Methods: This was a prospective observational study performed in two delivery departments. Pregnant women with vaginal deliveries were included. Time to CC, estimated postpartum blood loss, and perinatal data were recorded. Spearman's correlation analysis and comparisons between newborns clamped before and after 3 minutes were performed.
Results: In total, 904 dyads were included. The mean gestational age ± standard deviation was 40.1 ± 1.2 weeks. CC was performed at a median time of 6 minutes (range 0-23.5). Apgar scores at 5 and 10 minutes were positively correlated with time to CC (correlation coefficient .140, P < .001 and .161, < .001). There was no correlation between CC time and bilirubin level (correlation coefficient .021, P = .54).

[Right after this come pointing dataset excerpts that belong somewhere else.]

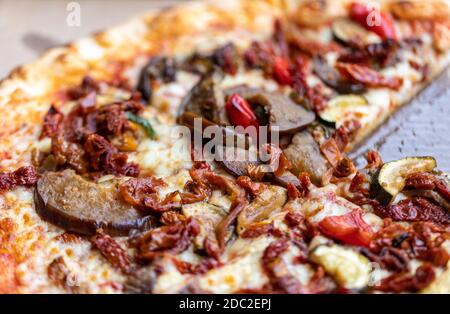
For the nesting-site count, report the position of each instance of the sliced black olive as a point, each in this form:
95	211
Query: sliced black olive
77	205
332	78
206	99
159	68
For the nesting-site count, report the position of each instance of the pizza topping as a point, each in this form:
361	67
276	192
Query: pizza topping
377	55
206	99
392	176
112	251
88	85
74	204
226	58
395	245
304	154
350	33
52	122
24	176
340	107
144	123
59	273
265	204
406	282
135	190
332	78
417	209
377	22
368	77
349	268
240	113
168	239
158	68
350	228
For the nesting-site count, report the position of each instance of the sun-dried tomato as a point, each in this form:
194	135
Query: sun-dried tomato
344	168
368	77
134	190
172	239
312	48
104	157
113	252
278	161
349	228
226	58
373	55
417	209
396	244
281	71
251	187
88	85
24	176
427	181
258	229
374	160
331	151
52	122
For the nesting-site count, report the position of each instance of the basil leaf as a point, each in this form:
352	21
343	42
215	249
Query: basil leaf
143	123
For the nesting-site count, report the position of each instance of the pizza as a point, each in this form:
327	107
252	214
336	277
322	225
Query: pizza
107	185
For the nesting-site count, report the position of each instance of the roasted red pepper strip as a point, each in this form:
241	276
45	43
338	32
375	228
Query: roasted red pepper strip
240	113
383	25
350	228
368	77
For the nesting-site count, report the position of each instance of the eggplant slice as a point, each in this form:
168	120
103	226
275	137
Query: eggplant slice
70	202
282	112
332	78
305	156
206	99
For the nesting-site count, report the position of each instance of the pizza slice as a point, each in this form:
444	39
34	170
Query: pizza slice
104	187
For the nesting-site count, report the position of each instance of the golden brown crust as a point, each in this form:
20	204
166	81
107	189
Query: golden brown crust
26	94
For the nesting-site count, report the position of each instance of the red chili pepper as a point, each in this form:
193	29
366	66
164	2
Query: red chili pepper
350	228
281	71
383	23
240	113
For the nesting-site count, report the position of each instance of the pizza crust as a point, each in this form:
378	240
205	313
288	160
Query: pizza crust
28	244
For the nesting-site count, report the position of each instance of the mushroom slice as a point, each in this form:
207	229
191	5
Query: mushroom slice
228	136
305	156
77	205
159	68
281	111
206	99
270	201
237	161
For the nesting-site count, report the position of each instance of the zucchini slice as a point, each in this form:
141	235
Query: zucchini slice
349	268
393	174
347	32
338	107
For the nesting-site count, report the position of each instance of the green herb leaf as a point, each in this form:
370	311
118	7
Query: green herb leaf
143	123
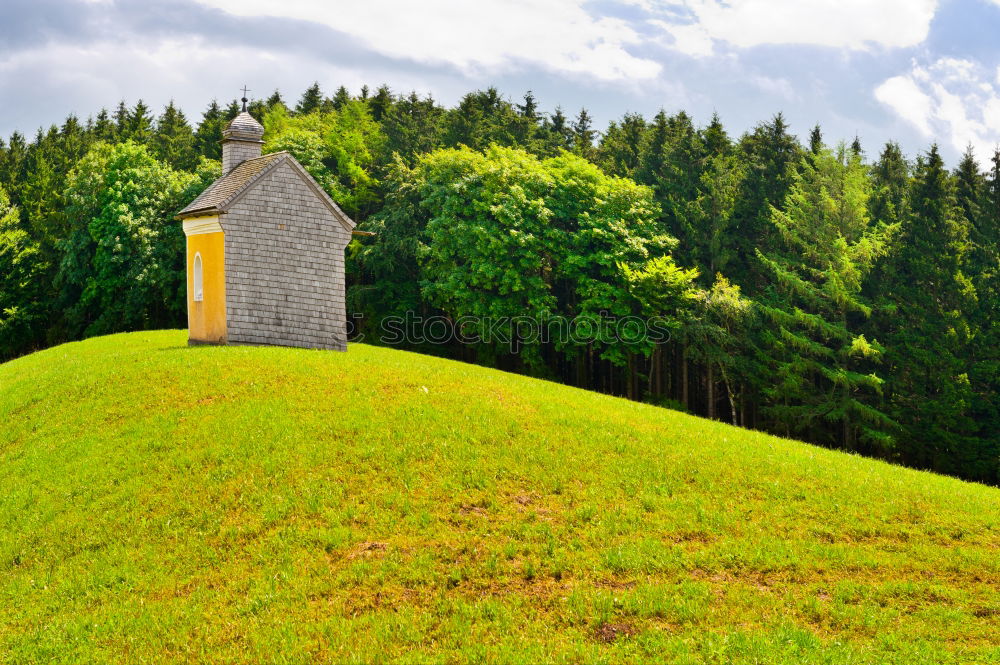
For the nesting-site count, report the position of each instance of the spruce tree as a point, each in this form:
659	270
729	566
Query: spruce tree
771	155
823	386
340	98
816	140
583	135
274	100
620	149
380	103
173	140
311	100
929	301
121	118
139	127
209	134
104	129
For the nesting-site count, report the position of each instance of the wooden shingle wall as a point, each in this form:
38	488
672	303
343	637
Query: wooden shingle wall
285	266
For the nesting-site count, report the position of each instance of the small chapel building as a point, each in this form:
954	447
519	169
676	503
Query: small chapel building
265	251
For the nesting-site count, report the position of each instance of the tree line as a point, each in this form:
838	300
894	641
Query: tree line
809	289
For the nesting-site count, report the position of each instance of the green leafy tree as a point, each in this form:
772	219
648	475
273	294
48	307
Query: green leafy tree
23	300
122	267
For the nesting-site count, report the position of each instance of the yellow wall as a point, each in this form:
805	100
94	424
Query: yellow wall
207	319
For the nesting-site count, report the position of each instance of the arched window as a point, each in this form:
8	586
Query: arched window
198	289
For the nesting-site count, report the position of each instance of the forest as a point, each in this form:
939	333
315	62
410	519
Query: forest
810	288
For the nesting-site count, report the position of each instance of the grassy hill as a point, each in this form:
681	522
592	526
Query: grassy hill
160	503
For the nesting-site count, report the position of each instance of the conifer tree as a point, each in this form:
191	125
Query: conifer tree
816	140
103	128
381	102
528	109
311	100
274	100
929	299
173	140
121	119
621	146
139	127
558	133
209	133
340	98
770	154
583	135
715	138
823	383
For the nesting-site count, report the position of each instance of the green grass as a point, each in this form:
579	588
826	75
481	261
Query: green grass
160	503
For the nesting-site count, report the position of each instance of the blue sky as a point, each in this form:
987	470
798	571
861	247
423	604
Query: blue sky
915	71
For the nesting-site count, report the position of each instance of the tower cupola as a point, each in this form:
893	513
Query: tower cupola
242	139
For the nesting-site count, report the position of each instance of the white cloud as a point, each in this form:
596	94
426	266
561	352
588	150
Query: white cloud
952	99
476	37
62	78
694	25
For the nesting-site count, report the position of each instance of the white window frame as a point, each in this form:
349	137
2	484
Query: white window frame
198	281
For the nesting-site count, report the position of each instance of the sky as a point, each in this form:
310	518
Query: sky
914	71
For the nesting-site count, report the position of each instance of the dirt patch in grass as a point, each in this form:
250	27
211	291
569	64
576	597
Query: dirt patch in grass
367	549
612	632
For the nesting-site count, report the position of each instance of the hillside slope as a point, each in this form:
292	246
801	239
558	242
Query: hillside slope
160	503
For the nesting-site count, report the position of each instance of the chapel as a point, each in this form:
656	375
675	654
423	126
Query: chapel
265	251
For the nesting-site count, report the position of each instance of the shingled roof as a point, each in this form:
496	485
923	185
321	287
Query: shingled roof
220	192
226	190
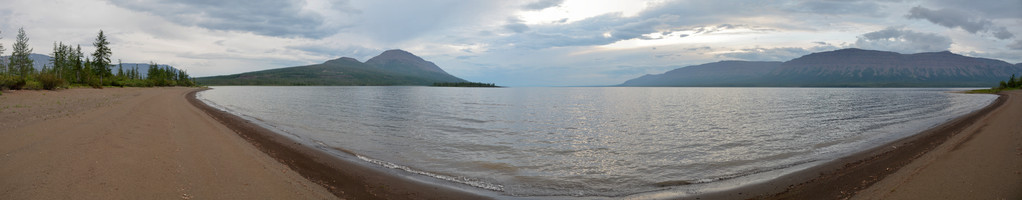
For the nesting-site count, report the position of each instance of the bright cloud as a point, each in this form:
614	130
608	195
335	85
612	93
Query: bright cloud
516	43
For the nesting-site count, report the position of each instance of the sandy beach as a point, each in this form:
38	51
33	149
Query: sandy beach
983	161
976	156
131	143
161	143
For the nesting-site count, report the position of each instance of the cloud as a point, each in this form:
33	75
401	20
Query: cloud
1016	46
838	7
543	4
267	17
955	18
515	25
984	8
334	50
776	54
903	41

The median postpartum blood loss was 300 mL (70-2550 mL), with a negative correlation between CC time and postpartum blood loss (-0.115, P = .001). The postpartum blood loss was larger in the group clamped at ≤3 minutes (median [interquartile range] 400 mL [300-600] vs 300 mL [250-450], [P = .003]].
Conclusions: Umbilical CC times beyond 3 minutes in vaginal deliveries were not associated with negative short-term outcomes in newborns and were associated with a smaller maternal postpartum blood loss. Although CC time as long as 6 minutes could be considered as safe, further research is needed to decide the optimal timing.
Keywords: cord clamping; hyperbilirubinemia; postpartum hemorrhage; umbilical cord.
© 2022 The Authors. Birth published by Wiley Periodicals LLC.